On le constate, une fois sollicitée pour des raisons que nous dirons
décoratives (plutôt qu’économiques, afin de
revenir à un registre exclusivement esthétique), la couleur
endosse aussitôt des fonctions aussi nombreuses que variées :
signalétique, narrative, psychologique, symbolique, spatiale…

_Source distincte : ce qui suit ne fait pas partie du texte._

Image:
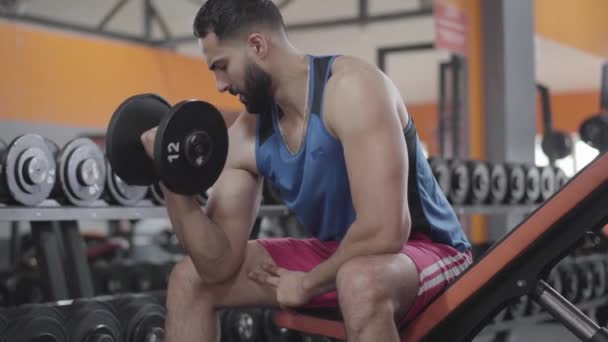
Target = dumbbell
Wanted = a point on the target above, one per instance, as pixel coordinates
(570, 281)
(27, 170)
(111, 278)
(560, 178)
(499, 183)
(120, 193)
(600, 277)
(517, 183)
(441, 171)
(25, 287)
(532, 193)
(460, 189)
(586, 281)
(81, 172)
(3, 324)
(241, 325)
(547, 182)
(157, 197)
(191, 143)
(142, 317)
(146, 278)
(594, 131)
(92, 321)
(273, 332)
(480, 181)
(315, 338)
(35, 323)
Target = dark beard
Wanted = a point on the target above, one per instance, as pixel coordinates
(257, 94)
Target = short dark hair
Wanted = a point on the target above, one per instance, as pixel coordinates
(226, 18)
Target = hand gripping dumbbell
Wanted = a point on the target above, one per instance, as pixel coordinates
(190, 148)
(81, 172)
(27, 170)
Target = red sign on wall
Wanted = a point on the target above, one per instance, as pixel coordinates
(451, 28)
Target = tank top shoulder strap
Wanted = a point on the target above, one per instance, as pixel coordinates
(321, 73)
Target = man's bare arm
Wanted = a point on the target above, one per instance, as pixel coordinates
(216, 238)
(364, 117)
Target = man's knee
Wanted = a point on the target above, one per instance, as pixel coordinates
(361, 292)
(184, 280)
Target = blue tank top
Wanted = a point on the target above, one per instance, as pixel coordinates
(314, 184)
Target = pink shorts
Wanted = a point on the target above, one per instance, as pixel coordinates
(438, 265)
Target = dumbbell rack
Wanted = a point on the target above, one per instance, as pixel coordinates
(60, 249)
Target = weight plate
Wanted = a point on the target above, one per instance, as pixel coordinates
(585, 275)
(143, 319)
(191, 147)
(124, 149)
(271, 331)
(441, 171)
(29, 170)
(594, 131)
(92, 321)
(560, 178)
(156, 194)
(480, 181)
(121, 193)
(461, 182)
(36, 323)
(499, 183)
(242, 325)
(532, 184)
(82, 171)
(517, 183)
(547, 182)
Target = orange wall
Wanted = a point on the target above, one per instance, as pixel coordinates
(66, 78)
(581, 24)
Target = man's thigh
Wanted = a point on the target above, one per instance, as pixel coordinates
(238, 290)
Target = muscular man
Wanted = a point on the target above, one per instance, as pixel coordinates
(333, 135)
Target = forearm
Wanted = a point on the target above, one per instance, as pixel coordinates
(322, 278)
(204, 241)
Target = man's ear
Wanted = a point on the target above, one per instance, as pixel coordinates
(258, 45)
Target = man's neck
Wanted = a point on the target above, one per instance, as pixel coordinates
(291, 83)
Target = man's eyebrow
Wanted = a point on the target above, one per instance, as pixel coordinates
(214, 63)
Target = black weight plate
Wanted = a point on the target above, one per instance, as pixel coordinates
(156, 194)
(175, 170)
(271, 331)
(82, 171)
(532, 184)
(242, 325)
(547, 182)
(36, 323)
(585, 275)
(594, 131)
(4, 195)
(560, 178)
(570, 282)
(143, 319)
(517, 183)
(29, 170)
(124, 149)
(480, 181)
(441, 171)
(460, 191)
(89, 320)
(121, 193)
(499, 183)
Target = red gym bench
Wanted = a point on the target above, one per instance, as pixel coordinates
(515, 266)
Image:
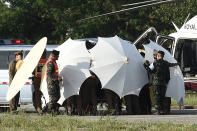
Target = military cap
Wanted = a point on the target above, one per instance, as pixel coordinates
(55, 52)
(19, 53)
(161, 52)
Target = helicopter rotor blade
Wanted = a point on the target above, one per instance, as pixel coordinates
(123, 10)
(139, 3)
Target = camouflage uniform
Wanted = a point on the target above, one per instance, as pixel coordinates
(53, 87)
(36, 82)
(14, 101)
(161, 76)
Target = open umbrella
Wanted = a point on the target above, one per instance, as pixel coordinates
(119, 66)
(175, 88)
(73, 63)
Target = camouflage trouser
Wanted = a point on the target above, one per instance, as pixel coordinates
(37, 94)
(14, 102)
(54, 95)
(159, 92)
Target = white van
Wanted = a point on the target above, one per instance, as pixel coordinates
(6, 56)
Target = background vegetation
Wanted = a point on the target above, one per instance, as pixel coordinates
(30, 20)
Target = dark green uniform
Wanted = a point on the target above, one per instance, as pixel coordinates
(161, 76)
(53, 87)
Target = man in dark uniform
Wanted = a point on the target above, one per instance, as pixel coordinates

Polysémique, elle envahit le dessin. Au point que le trait, censé
en être l’essence, devient « cerne »,
que les aplats noirs se fondent en une couleur parmi les autres quand
ils ne disparaissent pas purement et simplement au profit de bleus nuit,
de bruns ou de pourpres. Expression de la lumière dont se détachent
le trait et les zones d’ombre dans le dessin noir et blanc, le blanc
lui-même n’a plus droit de cité : il doit être
recouvert pour faire oublier la surface du papier, support qui ne doit
plus se manifester que dans les bulles. Ces dernières peuvent,
dans ce contexte, poser de nouveaux problèmes : tout comme
les artistes de la Renaissance eurent une peine grandissante à
représenter les auréoles dans une peinture se faisant plus
réaliste, certains dessinateurs ont ressenti une gêne à
l’égard des bulles, ces exceptions aux conventions illusionnistes
qui gouvernent leur dessin. Certains, de Foster à Loustal, les
ont fait disparaître. D’autres, de Jacobs à Sienkiewicz,
ont colorié leurs phylactères. D’autres enfin leur
ont occasionnellement fait profiter du potentiel symbolique de la couleur,
des bulles vertes métaphoriques d’Astérix et la
Zizanie aux bulles bleues caractéristiques de Dr Manhattan
dans Watchmen. Demeurent blancs les espaces inter-iconiques et
l’hypercadre (les marges de la page). Afin de reconquérir
le blanc comme couleur à part entière dans la palette du
coloriste et non plus comme teinte naturelle du support, certains dessinateurs
ont parfois opté pour des marges noires ou colorées : dans
ce cas, explique Thierry Groensteen, « le blanc redevient
un coloris comme les autres, susceptible de se combiner à eux dans
le sein des vignettes. »
Gens de couleur
On l’a vu, la couleur, lorsqu’elle est employée, se
trouve investie d’un rôle considérable. Il est d’autant
plus paradoxal que cette charge soit traditionnellement déléguée
à un autre corps de métier. Longtemps, les coloristes ont
été tenus dans le plus strict anonymat, faisant de ces « gens
de couleur » de véritables « nègres »
de la littérature en images. C’est dans la bande dessinée
franco-belge des années soixante-dix qu’ils ont commencé
à être remarqués et surtout crédités :
Evelyne Tran-Lê (1971, L’Empire des mille planètes),
Studio Léonardo (1973, L’Orgue du diable) ou Anne
Delobel (1976, Adèle et la bête). Cette légitimation
se généralisa à partir du début des années
quatre-vingt. Jusqu’alors rémunérés selon un
système forfaitaire par planche, certains hissèrent les
couleurs de la contribution artistique et commencèrent même
à toucher des droits d’auteurs (soit environ 1% par exemplaire
vendu), le plus souvent à la demande des dessinateurs eux-mêmes
(Forest pour Danie Dubos, Hermann pour Fraymond, Cabanes pour Marianne
Rousseau…), lesquels furent priés par leurs éditeurs
de prélever cette aumône sur leurs propres royautés !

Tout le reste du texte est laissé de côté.